Hikaye Anlatıcısı Olarak Milyonlara Ulaşın! Bunun fazla iddialı bir cümle olduğunun farkındayım. Sosyal medyada içerik üretiyor ve içeriğinizin daha iyi performans göstermesini istiyorsanız, daha iyi hikâyeler anlatmayı öğrenmeniz gerekiyor. Bu yazımda, içeriklerinizi çok büyük oranda geliştirecek ve daha büyük kitlelere ulaşmanızı sağlayacak 6 hikâye anlatıcılığı tekniği açıklayacağım. Bu içeriğimi özümsediğiniz takdirde, video metni yazma ve video oluşturma tarzınız hakkında kesinlikle farklı düşüneceğinizi garanti ediyorum.

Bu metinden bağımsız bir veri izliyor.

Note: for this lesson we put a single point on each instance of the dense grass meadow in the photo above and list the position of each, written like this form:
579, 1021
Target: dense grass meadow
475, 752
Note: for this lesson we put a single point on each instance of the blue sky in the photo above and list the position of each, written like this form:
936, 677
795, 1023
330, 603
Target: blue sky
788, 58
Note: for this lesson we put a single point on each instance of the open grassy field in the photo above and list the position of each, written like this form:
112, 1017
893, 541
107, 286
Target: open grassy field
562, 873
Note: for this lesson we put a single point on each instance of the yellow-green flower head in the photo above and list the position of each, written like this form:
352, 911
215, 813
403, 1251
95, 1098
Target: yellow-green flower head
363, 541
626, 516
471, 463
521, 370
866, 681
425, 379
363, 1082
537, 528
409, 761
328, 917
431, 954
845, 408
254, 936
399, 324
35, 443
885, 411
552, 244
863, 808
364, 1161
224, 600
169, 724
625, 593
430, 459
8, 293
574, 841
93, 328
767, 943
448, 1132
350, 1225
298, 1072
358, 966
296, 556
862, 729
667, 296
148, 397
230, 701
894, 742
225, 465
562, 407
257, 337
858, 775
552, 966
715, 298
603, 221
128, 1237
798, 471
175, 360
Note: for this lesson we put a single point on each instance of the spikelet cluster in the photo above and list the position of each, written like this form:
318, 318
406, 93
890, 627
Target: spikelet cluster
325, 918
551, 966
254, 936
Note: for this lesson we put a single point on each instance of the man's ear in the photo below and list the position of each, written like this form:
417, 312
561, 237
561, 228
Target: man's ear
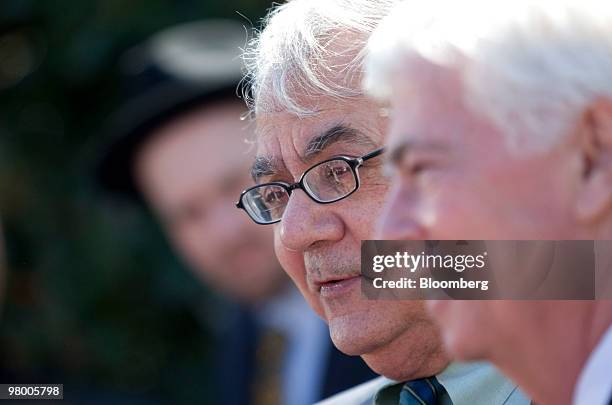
595, 198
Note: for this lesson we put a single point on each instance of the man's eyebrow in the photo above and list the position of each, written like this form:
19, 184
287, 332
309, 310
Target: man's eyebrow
337, 133
263, 166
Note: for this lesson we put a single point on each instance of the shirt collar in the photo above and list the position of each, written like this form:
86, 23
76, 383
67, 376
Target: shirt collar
595, 382
476, 383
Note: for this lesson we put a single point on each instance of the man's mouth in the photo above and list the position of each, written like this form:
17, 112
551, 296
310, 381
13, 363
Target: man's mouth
334, 287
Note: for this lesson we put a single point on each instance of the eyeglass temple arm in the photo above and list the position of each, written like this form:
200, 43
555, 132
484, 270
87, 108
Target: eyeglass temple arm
372, 154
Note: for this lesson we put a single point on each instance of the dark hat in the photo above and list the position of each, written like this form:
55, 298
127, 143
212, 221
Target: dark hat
177, 70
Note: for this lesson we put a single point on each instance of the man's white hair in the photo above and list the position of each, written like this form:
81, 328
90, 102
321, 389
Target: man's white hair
530, 67
310, 49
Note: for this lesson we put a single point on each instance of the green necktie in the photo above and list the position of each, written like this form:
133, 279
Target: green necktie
424, 391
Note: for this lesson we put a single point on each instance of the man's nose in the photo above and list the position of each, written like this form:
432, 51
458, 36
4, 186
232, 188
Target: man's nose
306, 222
225, 221
398, 220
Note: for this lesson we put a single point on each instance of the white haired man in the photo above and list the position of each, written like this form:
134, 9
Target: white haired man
315, 131
502, 129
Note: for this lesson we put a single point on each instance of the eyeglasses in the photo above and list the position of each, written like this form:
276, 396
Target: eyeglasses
325, 183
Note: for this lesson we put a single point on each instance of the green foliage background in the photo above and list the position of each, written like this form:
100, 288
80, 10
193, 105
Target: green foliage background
94, 298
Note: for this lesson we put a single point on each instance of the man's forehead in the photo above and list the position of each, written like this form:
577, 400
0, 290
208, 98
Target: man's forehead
304, 140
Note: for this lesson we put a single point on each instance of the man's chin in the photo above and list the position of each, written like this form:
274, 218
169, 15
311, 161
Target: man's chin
352, 334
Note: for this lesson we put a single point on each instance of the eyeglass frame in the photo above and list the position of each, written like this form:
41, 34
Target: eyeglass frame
353, 162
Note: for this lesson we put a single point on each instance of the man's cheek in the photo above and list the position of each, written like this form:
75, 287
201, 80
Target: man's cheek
292, 262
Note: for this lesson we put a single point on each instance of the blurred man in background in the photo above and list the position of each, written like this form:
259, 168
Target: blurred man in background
181, 149
502, 129
320, 182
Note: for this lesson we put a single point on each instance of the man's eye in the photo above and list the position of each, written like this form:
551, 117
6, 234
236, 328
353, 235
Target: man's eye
337, 172
272, 197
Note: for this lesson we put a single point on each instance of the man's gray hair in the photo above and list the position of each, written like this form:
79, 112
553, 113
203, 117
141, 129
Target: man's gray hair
308, 50
529, 66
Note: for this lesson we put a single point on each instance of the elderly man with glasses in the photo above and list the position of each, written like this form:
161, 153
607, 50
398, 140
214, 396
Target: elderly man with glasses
319, 180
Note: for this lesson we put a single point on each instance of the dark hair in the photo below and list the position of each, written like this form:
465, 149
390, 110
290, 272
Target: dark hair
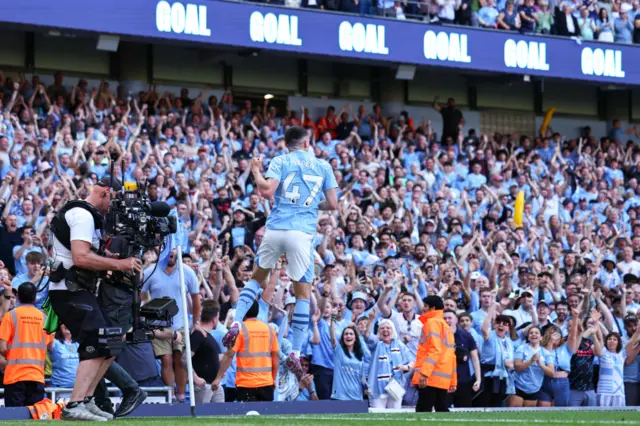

Bu arada, ben Onur. Yıllardır işletmelere Sosyal Medya platformlarında içerik üretmeleri konusunda yardımcı oluyorum. Edindiğim tecrübe ve bilgileri bloğumdan geniş kitlelere ulaştırmaya çalışıyorum. Sizinde bir işletmeniz varsa ve bu konuda yardıma ihtiyacınız varsa onurcanaltay00@gmail.com mail adresine mail atabilirsiniz. Herneyse, haydi başlayalım.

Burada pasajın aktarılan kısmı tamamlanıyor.